Responses to “Will the Tech Industry’s Obsession for Disruption End my Blogging”

  1. stiegem Avatar
    stiegem

    I commented earlier, but apparently it was not accepted.
    We evidently just have to continue to learn – to daily update our computer brains to use the computers that computer brains control.

    1. Lloyd Lofthouse Avatar

      Why your comment didn’t appear explained: Warning, long explanation. :o)

      Due to a flame trap that I stepped into a few years back, that was set by the Goodread Bullies (they bait authors with horrible reviews for books they have never read hoping to ignite what’s called a Flame War. If the author doesn’t know what is happening and steps in the trap, the whole tribe smears the authors’ books with horrible one-star reviews that Amazon almost never deletes). The Goodreads Bullies is/was a tribe of trolls known to gang up on published authors.

      The Goodreads Bullies even went after Anne Rice and she asked her fans to help her fight back against that tribe of trolls. The Los Angeles Times ran a piece about that flame war because it caused the bullies to go running to Amazon asking for help to save them from being hunted by hackers that were also by vampires lovers. This hardcore Anne Rice fans started to discover who the anonymous bullies were. Amazon ended up deleting that entire flame war that was taking place on Goodreads and Amazon hoping to avoid the trolls being hunted down by Rice’s fans who would probably have pounded a wooden stake in through their hearts. Anyway, after I was trapped and sucked into a Flame War and all my books were trashed with horrible one-star reviews, I changed the comment setting so I have to approve all comments before they appear because a few of the trolls came after me on my blogs where I was writing about them.

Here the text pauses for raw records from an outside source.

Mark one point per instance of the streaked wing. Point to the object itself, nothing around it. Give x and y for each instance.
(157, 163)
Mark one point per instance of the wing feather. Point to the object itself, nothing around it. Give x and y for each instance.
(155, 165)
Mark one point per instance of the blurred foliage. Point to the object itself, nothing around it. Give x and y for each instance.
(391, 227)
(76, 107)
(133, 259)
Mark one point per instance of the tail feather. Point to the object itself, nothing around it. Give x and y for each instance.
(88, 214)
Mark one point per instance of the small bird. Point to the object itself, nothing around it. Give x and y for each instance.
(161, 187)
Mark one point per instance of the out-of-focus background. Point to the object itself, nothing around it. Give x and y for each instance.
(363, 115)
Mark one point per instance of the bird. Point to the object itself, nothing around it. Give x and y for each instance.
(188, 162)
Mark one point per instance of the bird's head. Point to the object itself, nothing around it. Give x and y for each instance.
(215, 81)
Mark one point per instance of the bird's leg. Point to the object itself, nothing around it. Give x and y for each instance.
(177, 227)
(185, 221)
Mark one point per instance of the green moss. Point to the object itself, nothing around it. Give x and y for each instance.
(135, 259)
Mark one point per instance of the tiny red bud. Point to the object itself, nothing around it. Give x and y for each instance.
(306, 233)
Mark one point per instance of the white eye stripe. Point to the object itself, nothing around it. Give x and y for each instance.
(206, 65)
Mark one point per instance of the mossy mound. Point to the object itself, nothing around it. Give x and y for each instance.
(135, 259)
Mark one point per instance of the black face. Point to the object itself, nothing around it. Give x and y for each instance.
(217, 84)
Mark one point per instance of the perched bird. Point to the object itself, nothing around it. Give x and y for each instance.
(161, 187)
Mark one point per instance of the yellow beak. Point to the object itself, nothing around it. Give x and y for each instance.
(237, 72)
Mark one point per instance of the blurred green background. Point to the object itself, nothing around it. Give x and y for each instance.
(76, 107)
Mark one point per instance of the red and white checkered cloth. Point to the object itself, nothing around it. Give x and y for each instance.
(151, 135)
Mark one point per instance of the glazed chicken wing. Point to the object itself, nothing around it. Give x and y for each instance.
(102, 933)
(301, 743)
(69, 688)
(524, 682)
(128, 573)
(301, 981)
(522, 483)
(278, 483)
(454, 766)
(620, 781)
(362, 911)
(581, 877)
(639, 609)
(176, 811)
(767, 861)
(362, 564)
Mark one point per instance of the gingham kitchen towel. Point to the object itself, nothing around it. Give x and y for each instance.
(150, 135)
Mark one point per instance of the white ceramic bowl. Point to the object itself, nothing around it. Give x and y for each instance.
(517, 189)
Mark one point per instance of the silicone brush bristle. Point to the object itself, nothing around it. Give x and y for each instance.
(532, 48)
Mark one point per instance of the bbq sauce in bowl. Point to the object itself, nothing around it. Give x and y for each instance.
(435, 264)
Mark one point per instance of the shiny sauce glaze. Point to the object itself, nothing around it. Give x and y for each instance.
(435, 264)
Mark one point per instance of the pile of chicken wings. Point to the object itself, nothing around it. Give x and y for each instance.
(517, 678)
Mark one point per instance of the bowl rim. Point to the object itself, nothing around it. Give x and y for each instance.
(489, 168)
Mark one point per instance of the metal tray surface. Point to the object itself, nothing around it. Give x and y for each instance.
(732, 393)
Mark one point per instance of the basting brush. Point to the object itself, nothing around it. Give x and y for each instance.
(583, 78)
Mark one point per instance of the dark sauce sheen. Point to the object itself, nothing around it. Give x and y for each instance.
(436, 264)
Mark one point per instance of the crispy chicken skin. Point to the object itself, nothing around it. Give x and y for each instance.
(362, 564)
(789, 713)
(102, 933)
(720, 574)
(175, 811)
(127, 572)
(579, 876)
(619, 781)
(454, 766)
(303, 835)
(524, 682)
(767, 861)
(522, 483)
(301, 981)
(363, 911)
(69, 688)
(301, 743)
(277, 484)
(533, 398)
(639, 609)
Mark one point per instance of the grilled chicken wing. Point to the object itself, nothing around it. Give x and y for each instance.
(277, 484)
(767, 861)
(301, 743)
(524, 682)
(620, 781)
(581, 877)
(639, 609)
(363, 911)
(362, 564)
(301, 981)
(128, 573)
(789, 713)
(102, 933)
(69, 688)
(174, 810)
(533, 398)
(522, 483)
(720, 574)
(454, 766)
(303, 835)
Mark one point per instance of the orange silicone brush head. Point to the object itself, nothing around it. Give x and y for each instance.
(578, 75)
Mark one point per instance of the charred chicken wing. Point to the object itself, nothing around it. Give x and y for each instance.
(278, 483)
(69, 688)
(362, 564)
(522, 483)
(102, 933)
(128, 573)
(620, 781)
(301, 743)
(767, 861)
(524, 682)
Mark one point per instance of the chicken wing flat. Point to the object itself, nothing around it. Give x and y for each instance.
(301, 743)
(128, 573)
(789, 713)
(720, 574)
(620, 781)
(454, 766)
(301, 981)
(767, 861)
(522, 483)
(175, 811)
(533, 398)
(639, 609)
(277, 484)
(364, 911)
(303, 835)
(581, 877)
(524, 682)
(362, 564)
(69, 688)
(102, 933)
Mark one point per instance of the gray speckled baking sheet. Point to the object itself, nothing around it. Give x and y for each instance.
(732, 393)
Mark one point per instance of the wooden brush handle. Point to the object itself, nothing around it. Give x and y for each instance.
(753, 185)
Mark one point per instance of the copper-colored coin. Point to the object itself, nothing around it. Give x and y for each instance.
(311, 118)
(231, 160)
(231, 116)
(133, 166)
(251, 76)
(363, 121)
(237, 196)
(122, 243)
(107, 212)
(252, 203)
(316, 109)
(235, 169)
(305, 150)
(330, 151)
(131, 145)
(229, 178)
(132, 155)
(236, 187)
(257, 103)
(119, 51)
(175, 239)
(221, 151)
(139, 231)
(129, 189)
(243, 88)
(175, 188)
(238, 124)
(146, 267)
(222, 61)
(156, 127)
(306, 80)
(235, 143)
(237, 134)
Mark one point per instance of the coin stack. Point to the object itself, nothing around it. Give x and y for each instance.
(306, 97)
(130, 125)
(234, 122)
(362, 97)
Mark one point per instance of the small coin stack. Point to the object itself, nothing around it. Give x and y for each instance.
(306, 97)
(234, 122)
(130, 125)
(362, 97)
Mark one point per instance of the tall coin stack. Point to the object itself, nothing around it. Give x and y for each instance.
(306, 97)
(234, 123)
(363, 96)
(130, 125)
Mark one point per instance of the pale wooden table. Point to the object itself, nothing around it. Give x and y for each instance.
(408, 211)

      The next part of the explanation has nothing to do with the Goodreads BUllies. Since I was in the garage most of today working on what has turned out to be a complex bunk bed project, I wasn’t at my desktop. I keep track of how much time I work on my woodworking projects and I was curious so I just added up all the hours I logged for the bunk bed. According to those notes, I started working on the bunk bed on June 1st and the time I have worked on it added up 87-hours not counting the days I took off to buy supplies like wood and hardware. I only work 2 to 3 hours a day. On rare days I work four or five hours. Seldom longer. By the time I’m done, in this heat, I’m drenched in sweat and exhausted.

  2. janresseger Avatar

    Lloyd, I am still using the classic editor on wordpress. I have never touched the button to use the new block editor; I have always been pretty terrified of accidentally touching it. I trust that somehow you can go back. But I am not sure how to guide you to do that.

    If you go to your dashboard, there must be some way to go back.

    I hope wordpress helps you do that.

    1. Lloyd Lofthouse Avatar

      I do not remember but I might have clicked the button for the new editing program. It didn’t say it was for block editor. If I did click it, I thought it was going to be a preview and it sounded like it might be something like Grammarly.